Let $f : \operatorname{sp}(1) \to \operatorname{sp}(1)$ be a linear map which commutes with the adjoint representation of $\operatorname{Sp}(1)$, i.e. $f(\operatorname{Ad}_g X) = \operatorname{Ad}_g f(X)$ for all $g \in \operatorname{Sp}(1)$, $X \in \operatorname{sp}(1)$. I have managed to prove that necessarily $f = \lambda I$ by direct inspection (using the adjoint representation of $\operatorname{sp}(1)$ on itself, and the isomorphism $\operatorname{sp}(1) \cong (\mathbb{R}^3, \times)$).
However, the adjoint rep. of $\operatorname{Sp}(1)$ is irreducible, and that reminds me of Schur's lemma.
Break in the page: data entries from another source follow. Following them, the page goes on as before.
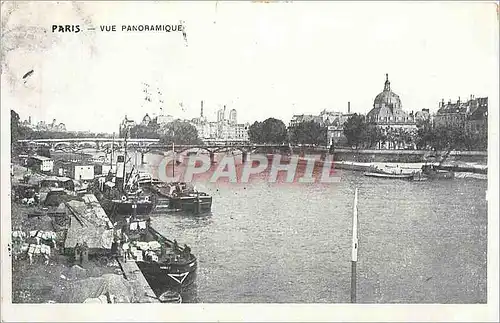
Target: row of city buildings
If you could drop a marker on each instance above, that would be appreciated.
(387, 114)
(44, 126)
(225, 128)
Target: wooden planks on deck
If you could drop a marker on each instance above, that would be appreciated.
(141, 286)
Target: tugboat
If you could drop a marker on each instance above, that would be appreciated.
(119, 193)
(185, 197)
(166, 266)
(176, 195)
(432, 171)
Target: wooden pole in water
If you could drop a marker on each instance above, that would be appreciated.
(354, 256)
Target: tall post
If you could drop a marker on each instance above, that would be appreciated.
(112, 151)
(354, 258)
(173, 159)
(125, 160)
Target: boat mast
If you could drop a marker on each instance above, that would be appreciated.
(354, 256)
(173, 161)
(125, 160)
(112, 152)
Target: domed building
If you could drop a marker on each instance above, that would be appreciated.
(387, 113)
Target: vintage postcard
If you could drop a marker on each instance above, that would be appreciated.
(249, 161)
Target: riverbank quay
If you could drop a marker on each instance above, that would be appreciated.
(44, 265)
(455, 158)
(463, 170)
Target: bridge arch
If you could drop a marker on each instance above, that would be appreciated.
(85, 144)
(62, 144)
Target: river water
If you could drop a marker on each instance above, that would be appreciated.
(419, 242)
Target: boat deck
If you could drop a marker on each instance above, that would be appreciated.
(134, 275)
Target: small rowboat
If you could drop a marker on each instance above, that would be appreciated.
(170, 297)
(392, 176)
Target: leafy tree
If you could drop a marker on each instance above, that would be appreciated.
(179, 132)
(308, 133)
(141, 131)
(255, 133)
(372, 135)
(354, 130)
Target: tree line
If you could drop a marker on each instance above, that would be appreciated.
(274, 131)
(363, 134)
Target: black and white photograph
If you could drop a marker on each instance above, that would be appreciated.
(286, 160)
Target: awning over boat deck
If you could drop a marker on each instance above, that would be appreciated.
(90, 224)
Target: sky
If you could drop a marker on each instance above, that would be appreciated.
(263, 59)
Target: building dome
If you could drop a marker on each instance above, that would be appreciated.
(387, 98)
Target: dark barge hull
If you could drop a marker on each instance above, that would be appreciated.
(190, 204)
(164, 277)
(125, 208)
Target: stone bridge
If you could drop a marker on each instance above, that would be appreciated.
(144, 145)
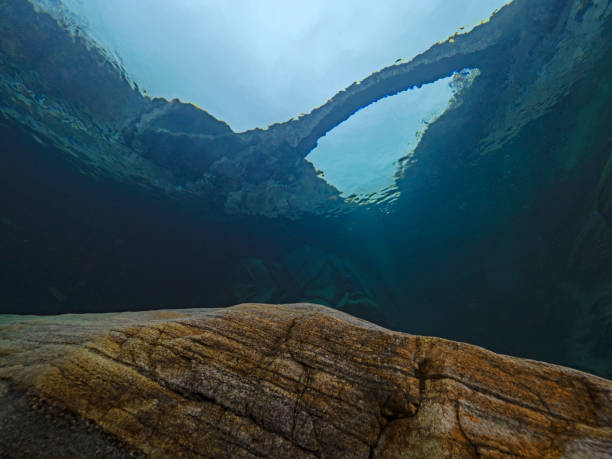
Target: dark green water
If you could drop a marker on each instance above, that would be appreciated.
(505, 244)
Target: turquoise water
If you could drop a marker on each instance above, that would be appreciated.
(474, 205)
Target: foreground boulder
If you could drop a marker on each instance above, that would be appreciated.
(282, 381)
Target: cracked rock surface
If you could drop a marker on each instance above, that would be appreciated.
(296, 380)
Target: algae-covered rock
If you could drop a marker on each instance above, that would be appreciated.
(296, 380)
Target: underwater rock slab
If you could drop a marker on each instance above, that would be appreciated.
(296, 380)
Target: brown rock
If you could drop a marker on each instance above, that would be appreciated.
(282, 381)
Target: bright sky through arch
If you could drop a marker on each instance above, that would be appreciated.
(252, 63)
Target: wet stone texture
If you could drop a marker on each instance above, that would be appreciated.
(297, 380)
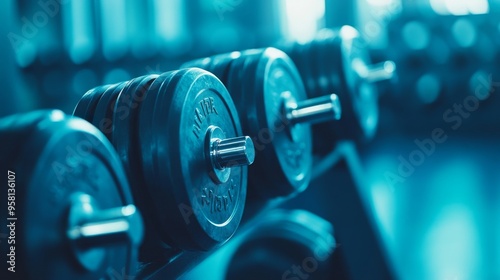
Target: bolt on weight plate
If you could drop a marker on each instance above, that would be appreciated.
(340, 64)
(273, 109)
(179, 137)
(181, 110)
(68, 180)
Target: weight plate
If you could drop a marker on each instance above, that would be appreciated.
(103, 114)
(63, 156)
(219, 65)
(199, 213)
(125, 118)
(202, 63)
(284, 151)
(86, 106)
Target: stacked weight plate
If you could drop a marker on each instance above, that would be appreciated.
(275, 112)
(179, 136)
(64, 180)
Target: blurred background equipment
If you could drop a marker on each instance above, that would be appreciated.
(419, 200)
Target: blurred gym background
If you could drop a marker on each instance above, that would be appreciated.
(436, 206)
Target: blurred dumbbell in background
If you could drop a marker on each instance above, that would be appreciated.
(274, 109)
(337, 61)
(70, 210)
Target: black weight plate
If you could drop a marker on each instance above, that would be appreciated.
(234, 86)
(202, 63)
(147, 137)
(103, 114)
(202, 213)
(86, 106)
(220, 65)
(125, 112)
(64, 155)
(284, 151)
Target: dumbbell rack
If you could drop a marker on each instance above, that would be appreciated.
(359, 253)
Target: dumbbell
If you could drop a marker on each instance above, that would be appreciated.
(274, 110)
(338, 61)
(285, 244)
(66, 206)
(179, 137)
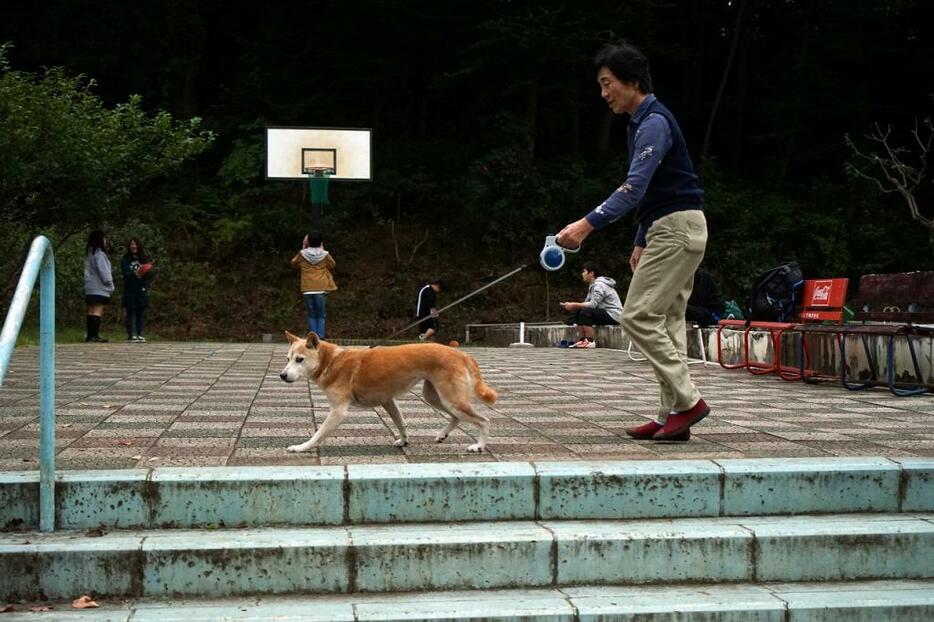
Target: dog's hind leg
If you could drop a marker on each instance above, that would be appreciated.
(393, 411)
(434, 400)
(335, 417)
(454, 395)
(481, 421)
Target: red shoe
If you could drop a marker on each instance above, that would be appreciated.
(647, 431)
(679, 423)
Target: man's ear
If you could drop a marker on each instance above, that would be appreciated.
(312, 340)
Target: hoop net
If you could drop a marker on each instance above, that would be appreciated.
(318, 184)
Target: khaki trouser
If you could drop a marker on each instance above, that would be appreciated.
(653, 315)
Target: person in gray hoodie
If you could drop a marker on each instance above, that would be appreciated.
(602, 306)
(98, 283)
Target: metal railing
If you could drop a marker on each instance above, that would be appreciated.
(40, 263)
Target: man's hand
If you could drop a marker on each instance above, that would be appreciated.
(574, 234)
(634, 258)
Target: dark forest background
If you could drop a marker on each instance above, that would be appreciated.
(147, 118)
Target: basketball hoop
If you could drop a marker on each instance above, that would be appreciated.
(320, 154)
(318, 183)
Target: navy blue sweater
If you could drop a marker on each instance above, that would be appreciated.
(661, 178)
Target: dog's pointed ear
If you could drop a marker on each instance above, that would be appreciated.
(312, 340)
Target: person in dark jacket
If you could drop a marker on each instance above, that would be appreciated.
(425, 309)
(135, 289)
(98, 283)
(662, 189)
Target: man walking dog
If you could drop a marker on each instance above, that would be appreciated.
(671, 237)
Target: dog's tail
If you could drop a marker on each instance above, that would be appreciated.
(481, 389)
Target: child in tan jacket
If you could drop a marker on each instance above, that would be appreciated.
(315, 264)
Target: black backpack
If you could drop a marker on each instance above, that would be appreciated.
(773, 297)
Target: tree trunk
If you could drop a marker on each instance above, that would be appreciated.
(737, 35)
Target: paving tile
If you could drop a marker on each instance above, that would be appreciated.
(228, 396)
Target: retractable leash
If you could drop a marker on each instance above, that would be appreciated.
(551, 258)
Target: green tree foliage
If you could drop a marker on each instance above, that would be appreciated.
(68, 160)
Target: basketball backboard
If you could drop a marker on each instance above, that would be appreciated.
(294, 152)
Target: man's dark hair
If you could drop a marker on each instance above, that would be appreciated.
(627, 62)
(95, 242)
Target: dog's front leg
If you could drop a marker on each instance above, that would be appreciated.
(338, 413)
(393, 411)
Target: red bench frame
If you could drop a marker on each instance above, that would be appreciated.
(822, 300)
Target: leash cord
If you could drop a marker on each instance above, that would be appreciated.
(457, 302)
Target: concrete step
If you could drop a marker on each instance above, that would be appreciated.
(870, 601)
(479, 555)
(358, 494)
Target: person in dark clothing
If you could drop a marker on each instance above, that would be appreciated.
(425, 309)
(705, 306)
(135, 289)
(663, 191)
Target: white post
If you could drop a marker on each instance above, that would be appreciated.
(521, 343)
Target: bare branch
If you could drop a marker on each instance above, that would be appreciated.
(891, 167)
(416, 247)
(395, 242)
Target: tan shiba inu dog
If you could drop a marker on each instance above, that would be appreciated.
(374, 377)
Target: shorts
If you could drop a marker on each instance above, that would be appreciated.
(428, 322)
(589, 316)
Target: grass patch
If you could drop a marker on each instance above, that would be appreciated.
(29, 335)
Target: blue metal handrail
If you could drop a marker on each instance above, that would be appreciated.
(40, 263)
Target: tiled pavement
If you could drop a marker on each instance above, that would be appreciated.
(172, 404)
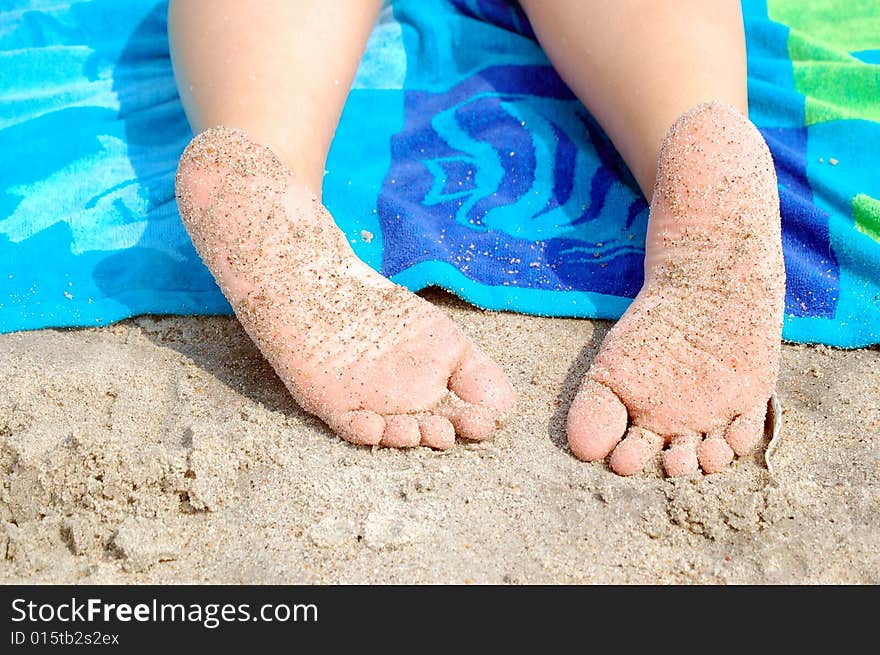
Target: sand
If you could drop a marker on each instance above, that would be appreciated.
(166, 450)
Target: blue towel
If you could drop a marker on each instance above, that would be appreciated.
(460, 151)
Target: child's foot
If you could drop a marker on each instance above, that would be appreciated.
(377, 363)
(693, 361)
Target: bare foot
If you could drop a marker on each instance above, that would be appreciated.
(693, 361)
(377, 363)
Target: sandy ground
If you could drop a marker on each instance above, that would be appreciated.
(165, 450)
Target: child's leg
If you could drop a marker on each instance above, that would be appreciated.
(280, 71)
(694, 360)
(377, 363)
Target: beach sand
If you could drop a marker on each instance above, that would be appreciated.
(165, 450)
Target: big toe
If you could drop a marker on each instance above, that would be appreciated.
(714, 454)
(746, 430)
(480, 381)
(596, 421)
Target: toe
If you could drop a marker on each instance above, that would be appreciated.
(472, 421)
(480, 381)
(714, 454)
(681, 456)
(637, 449)
(436, 432)
(746, 430)
(596, 421)
(401, 431)
(360, 426)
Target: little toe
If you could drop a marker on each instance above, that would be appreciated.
(596, 421)
(401, 431)
(436, 432)
(360, 426)
(480, 381)
(746, 430)
(681, 456)
(637, 449)
(714, 454)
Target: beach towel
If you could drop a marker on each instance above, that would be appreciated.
(461, 161)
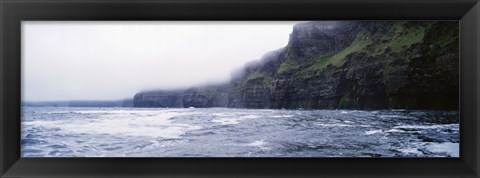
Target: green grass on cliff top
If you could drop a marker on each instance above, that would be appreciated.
(260, 75)
(361, 41)
(402, 38)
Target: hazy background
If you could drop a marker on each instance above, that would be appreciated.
(115, 60)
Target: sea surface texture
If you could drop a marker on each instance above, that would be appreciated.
(224, 132)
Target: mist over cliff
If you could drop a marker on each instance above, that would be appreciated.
(340, 64)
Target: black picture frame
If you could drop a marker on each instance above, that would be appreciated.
(14, 11)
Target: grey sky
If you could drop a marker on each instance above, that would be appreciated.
(114, 60)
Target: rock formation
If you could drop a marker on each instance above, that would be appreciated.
(345, 64)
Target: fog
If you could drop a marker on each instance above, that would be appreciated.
(115, 60)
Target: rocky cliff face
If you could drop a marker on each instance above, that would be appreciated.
(328, 65)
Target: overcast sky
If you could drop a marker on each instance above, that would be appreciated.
(115, 60)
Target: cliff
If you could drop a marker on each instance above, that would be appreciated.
(346, 64)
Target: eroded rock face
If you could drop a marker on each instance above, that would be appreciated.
(329, 65)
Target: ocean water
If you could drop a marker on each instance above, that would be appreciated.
(225, 132)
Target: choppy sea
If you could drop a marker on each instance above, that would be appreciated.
(226, 132)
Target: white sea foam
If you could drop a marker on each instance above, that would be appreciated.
(371, 132)
(158, 125)
(227, 121)
(281, 116)
(414, 151)
(453, 126)
(395, 116)
(333, 125)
It is not directly applicable, however, because $\operatorname{sp}(1)$ is a real vector space and not a complex one. Is it possible to argue in this way regardless? Perhaps by complexifying $\operatorname{sp}(1)$? I'm interested if there is some representation theory machinery that could squash this bug.
Schur's lemma over a commutative ring $k$ says that the endomorphism $k$-algebra of an irreducible representation (more precisely, a simple object in any $k$-linear abelian category - the argument is very general) is a division algebra over $k$, which is finite-dimensional if the representation is finite-dimensional. When $k = \mathbb{R}$ this implies that the endomorphism algebra of a finite-dimensional irreducible representation is $\mathbb{R}$ or $\mathbb{C}$ or $\mathbb{H}$ (by the Frobenius theorem). But $\dim_{\mathbb{R}} \mathfrak{sp}(1) = 3$ is odd so it can't be a module over $\mathbb{C}$ or $\mathbb{H}$.
Using complexification will also work. It's a nice exercise to show that if $V$ is a representation over $\mathbb{R}$ then
$$\text{End}_{\mathbb{C}}(V \otimes_{\mathbb{R}} \mathbb{C}) \cong \text{End}_{\mathbb{R}}(V) \otimes_{\mathbb{R}} \mathbb{C}$$
and a computation of the complexifications of $\mathbb{C}$ and $\mathbb{H}$ will then show that a real irreducible representation has endomorphism algebra $\mathbb{R}$ iff its complexification is irreducible (provided that the complexification is semisimple - that’s true in this case and I think it’s true in general but it might require an additional argument), so you can try to show that. It amounts to showing that the adjoint representation of the complexification
$$\mathfrak{sp}(1) \otimes_{\mathbb{R}} \mathbb{C} \cong \mathfrak{sp}_2(\mathbb{C}) \cong \mathfrak{sl}_2(\mathbb{C})$$
is irreducible. You can check out Frobenius-Schur indicators for more on this sort of thing.